UPJOKE
cannonartillerygun turretbombworld war ivesselmerkavaanti-tankarmorsoviet uniont-34continuous trackmain battle tankpanzerworld war ii

How many gears does a French Tank have?

Six - one forward and five in reverse

What’s the most used tank on the battlefield?

The fuel tank

How do you stop a Russian tank?

Shoot the soldiers pushing it.

What should Ukrainian soldiers paint on captured Russian tanks?

Ctrl-

Why do french tanks have rearway mirrors?

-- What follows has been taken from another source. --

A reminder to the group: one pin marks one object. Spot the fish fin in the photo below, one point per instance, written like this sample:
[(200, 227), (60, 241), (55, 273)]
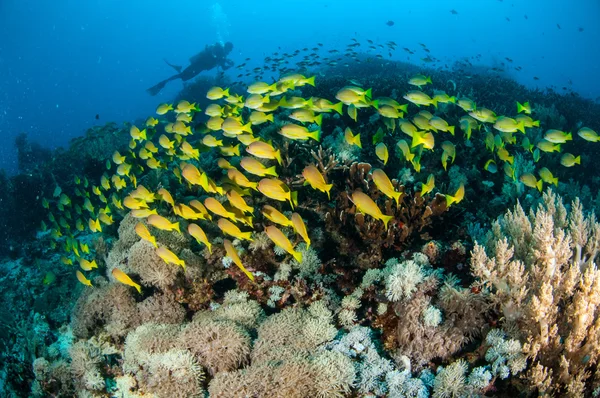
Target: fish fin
[(319, 119), (385, 220), (338, 107)]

So the drivers could see the battlefield.

A soldier shows up for military training, but realizes he forgot to bring his gun.

The sergeant hands him a stick and gestures to the training field.

"You'll have to use this, soldier. If you need to shoot someone, just aim your stick at them and shout 'Bangity bang-bang'. If someone gets too close to you, poke them in the gut with it as though it was a bayonette and shout ...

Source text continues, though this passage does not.